Ali, entre os menosprezados silvícolas do Centro-Oeste, um Lévi-Strauss de 20 e poucos anos começou a fecundar aquela que seria sua obra da maturidade, a mais revolucionária: O Pensamento Selvagem (1962). Mesmo as comunidades iletradas são capazes de produzir sistemas de apreensão da realidade, de conhecimento do mundo, de produção simbólica de mitos e lendas de uma extrema sofisticação – por que não? – intelectual. Uma das mais citadas frases de Lévi-Strauss diz: “Para serem felizes, os cidadãos dos países ricos precisariam incorporar algumas lições das sociedades primitivas”.
A perspicácia de antropólogo e o amor pela fotografia conduziram Lévi-Strauss até as tribos do asfalto. Em contraste com os “selvagens da floresta”, despejou sua fina ironia naquela São Paulo que se espelhava na Europa, mas que não conseguia ser senão provinciana e caipira.

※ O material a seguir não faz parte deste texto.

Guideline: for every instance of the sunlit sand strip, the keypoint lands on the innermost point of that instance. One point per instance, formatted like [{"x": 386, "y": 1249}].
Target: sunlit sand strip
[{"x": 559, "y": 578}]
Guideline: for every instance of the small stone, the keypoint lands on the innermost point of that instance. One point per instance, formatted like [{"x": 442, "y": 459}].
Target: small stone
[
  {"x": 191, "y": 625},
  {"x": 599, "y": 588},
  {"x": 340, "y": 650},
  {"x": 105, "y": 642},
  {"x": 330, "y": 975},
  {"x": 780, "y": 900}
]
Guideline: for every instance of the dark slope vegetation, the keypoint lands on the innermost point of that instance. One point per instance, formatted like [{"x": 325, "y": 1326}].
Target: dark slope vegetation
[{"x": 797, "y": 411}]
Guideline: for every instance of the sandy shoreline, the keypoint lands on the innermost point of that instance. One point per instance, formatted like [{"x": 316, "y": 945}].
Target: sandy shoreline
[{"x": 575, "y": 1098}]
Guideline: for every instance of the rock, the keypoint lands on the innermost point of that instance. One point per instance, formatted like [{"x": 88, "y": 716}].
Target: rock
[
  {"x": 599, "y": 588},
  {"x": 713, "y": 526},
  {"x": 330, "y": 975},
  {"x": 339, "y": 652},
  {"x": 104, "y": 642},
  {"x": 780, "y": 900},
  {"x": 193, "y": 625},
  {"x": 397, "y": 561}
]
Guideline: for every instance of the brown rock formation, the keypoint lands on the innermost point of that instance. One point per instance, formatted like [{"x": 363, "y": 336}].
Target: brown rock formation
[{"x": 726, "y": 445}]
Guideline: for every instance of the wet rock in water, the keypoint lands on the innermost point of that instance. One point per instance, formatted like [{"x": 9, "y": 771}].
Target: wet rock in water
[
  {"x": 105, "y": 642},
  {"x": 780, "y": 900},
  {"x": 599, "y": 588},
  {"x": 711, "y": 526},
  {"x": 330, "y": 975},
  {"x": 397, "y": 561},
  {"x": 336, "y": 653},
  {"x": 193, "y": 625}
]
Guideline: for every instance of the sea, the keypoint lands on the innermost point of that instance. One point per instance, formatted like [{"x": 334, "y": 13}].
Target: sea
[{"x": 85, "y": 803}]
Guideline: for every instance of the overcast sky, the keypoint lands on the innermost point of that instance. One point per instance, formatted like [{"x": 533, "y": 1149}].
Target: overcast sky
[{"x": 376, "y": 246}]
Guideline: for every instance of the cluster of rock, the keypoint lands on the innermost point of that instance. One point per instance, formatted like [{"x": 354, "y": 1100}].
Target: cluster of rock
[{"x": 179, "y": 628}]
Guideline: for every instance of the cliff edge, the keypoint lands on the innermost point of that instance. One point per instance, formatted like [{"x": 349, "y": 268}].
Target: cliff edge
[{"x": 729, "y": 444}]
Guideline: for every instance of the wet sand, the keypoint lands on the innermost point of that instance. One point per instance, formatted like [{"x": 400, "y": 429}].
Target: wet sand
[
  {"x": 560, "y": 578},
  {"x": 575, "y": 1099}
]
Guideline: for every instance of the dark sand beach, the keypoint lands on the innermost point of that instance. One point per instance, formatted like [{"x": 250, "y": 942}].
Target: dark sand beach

Ao cidadão urbano submetido à platitude diária do que os franceses chamam de metro-boulot-dodo, aprisionado à ilusão insípida de quem se acha informadíssimo ao assistir ao Jornal Nacional, não há argumento capaz de convencê-lo da supremacia de povos que andam nus nas selvas, usam cocares e botoques e não dispõem de um Starbucks Café na esquina.
Assim pensam igualmente os fanáticos inescrupulosos do agronegócio e o ministro do Meio Ambiente, o qual despreza de tal forma o meio ambiente que decidiu acossar os nativos brasileiros exatamente por eles protegerem o que ainda é, sabe-se lá até quando, o mais rico ecossistema do mundo.
Enquanto a cavalaria miliciana se preparava em Brasília para o assalto aos 800 mil brasileiros nativos que sobraram, distribuídos em 225 etnias, percorria a Europa, com sua dignidade majestática, o único dignitário aqui da terra, salvo aquele outro que virou preso político, a ser recepcionado com respeito e atenção em lugares em que o presidente farsante e caricato é escorraçado o tempo todo.
O cacique Raoni Metuktire, líder dos Kayapó, refez sua histórica peregrinação de 30 anos atrás com o músico Sting, para reivindicar o mesmo de sempre: respeito às reservas de seu povo no Xingu. Passou pelo Festival de Cinema de Cannes, encontrou-se com o presidente francês, Emmanuel Macron, e recebeu a comovida solidariedade e um caloroso abraço do papa Francisco.
A sabedoria ancestral dos povos da floresta prega, pela voz de Raoni, que, se a mata for destruída, “não é só o índio que vai morrer”.
Fundador do Serviço de Proteção ao Índio (SPI), em 1910, o militar Cândido Rondon assinaria embaixo. Rondon, que tinha sangue índio, tornou-se marechal do Exército brasileiro ao fim de suas infindáveis missões para instalar uma rede de telegrafia no sertão mais profundo. Entendeu a importância e solidarizou-se com as comunidades da selva. Um patriota que o Exército entreguista do Capitão Zero hoje ignora.